When an individual is identified with a disability and assistive technology is recommended, where do you begin?1 An AT specialist and teacher might advise the use of specific tools. Families might be excited by the range of AT and ready to move forward. But should they? A key step in the process of linking individuals to assistive technology is sometimes overlooked: evaluation.
While AT tools are enhancing the field of special education, the specific recommendations need to be tailored to the particular individual. An evaluation process can help determine which technologies, if any, will be the most appropriate and effective for the individual to meet the demands of specific tasks in specific contexts.2 Evaluations should be comprehensive in order to identify all of an individual’s skills, needs, and routines; however, often evaluations can be varied. For any given individual, an evaluation process could change each year with new counselors, teachers, and AT specialists.

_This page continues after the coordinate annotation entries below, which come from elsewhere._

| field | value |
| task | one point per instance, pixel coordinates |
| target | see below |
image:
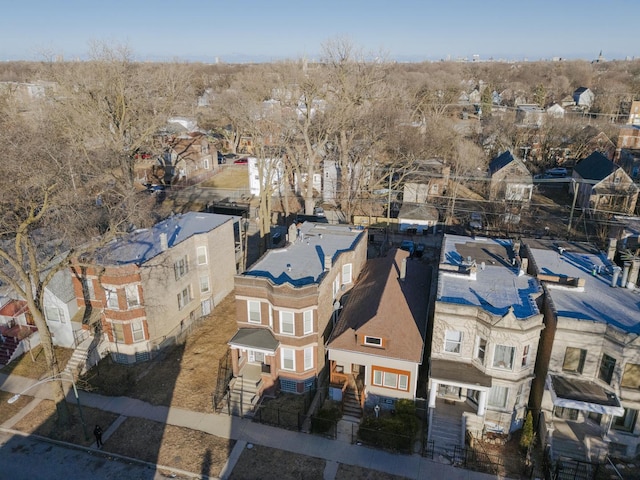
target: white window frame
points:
(133, 295)
(373, 341)
(308, 358)
(288, 355)
(57, 312)
(181, 267)
(347, 273)
(112, 298)
(498, 396)
(307, 317)
(205, 287)
(481, 346)
(526, 350)
(114, 331)
(184, 297)
(451, 343)
(499, 359)
(202, 257)
(287, 317)
(137, 331)
(256, 310)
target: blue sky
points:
(264, 30)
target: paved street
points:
(243, 430)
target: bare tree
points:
(48, 217)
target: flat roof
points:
(597, 301)
(142, 245)
(302, 261)
(498, 284)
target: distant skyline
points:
(236, 31)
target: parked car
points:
(408, 246)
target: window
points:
(498, 396)
(631, 376)
(118, 332)
(503, 357)
(308, 321)
(396, 380)
(137, 331)
(287, 325)
(481, 347)
(202, 255)
(346, 273)
(574, 359)
(308, 358)
(627, 421)
(181, 267)
(525, 356)
(288, 357)
(607, 365)
(254, 311)
(184, 297)
(54, 314)
(204, 283)
(374, 341)
(519, 394)
(112, 298)
(133, 297)
(452, 341)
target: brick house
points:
(286, 302)
(486, 329)
(587, 379)
(150, 285)
(377, 346)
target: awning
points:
(583, 395)
(459, 374)
(260, 339)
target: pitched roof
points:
(142, 245)
(595, 167)
(385, 306)
(500, 161)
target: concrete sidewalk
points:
(245, 431)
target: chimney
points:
(611, 252)
(633, 274)
(327, 263)
(625, 273)
(614, 277)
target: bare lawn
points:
(184, 376)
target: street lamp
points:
(51, 379)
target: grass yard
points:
(268, 463)
(184, 376)
(172, 446)
(231, 176)
(42, 420)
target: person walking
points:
(98, 434)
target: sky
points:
(236, 31)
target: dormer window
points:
(373, 341)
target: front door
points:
(256, 357)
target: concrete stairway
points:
(446, 433)
(351, 408)
(242, 397)
(7, 349)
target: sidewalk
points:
(245, 431)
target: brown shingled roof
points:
(382, 305)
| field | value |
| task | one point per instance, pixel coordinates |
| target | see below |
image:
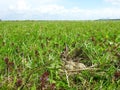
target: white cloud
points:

AT tool kits help alleviate the inconsistencies in evaluations by presenting specialists and instructors with processes to screen individuals and determine needs. Tool kits include procedural guides, checklists, comparisons of technology, questions for consideration, software, purchase advice, etc. Tool kits also suggest accommodations for specific technologies, though further evaluations and considerations are often necessary. An evaluation that might complement the use of an AT tool kit is a keyboarding evaluation, which provides comprehensive evaluation of a user’s alternate input methods for typing and text entry.
Although AT tool kits aim to standardize the process of AT evaluation, there are many alternatives amongst the components. Tool kits may emphasize procedural aspects of evaluation and supply flow-charts for clarification or list assistive technologies by function in a checklist. In the article, Models, Theories, and Frameworks: Contributions to Understanding Special Education Technology, 3 researcher Dave L. Edyburn investigates four models of assistive technology evaluations:
- The SETT Framework (Joy Zabala)
- Education Tech Points (Gayl Bowser and Penny Reed)
- Has Technology been Considered? (Antonette C. Chambers)
- The AT CoPlanner Model (Leonard P. Haines, Gladene Robertson, Robert Sanche, and colleagues)
Each of the four models though distinct in approach and format has had “significant impact on the design and delivery of assistive technology devices and services in schools.” 4
The SETT Framework model proposes four conceptual areas for consideration during an evaluation process: the student, the environment, the tasks, and the tools. The interdependency of the four areas is what should be of interest to the evaluation team: How does the environment affect the student? How is the task supported by the environment? Questions like these help to direct progressive and productive thinking about an individual’s potential relationship with assistive technology.
Additionally, Edyburn examines pragmatic models outlining clear steps for successful communication, collaboration, and decision-making in the evaluation process. Systematic use of both conceptual and pragmatic frameworks provides schools, parents, and assistive technology specialists with opportunities for consistency and accountability in evaluations.4
Parents, teachers, and AT specialists implement AT evaluations with people of all ages (i.e., elementary school students through postsecondary adults). AT tool kits may differ in price and time required for completion, though the involvement of AT experts remains critical. Effective matches between individuals with disabilities and assistive technology require familiarity and proficiency with the features of technology tools. The field of special education technology is reliant not only upon technology innovation; it is reliant upon effective technology integration, which requires comprehensive and systematic evaluations—elements advanced and advocated in AT evaluation tool kits.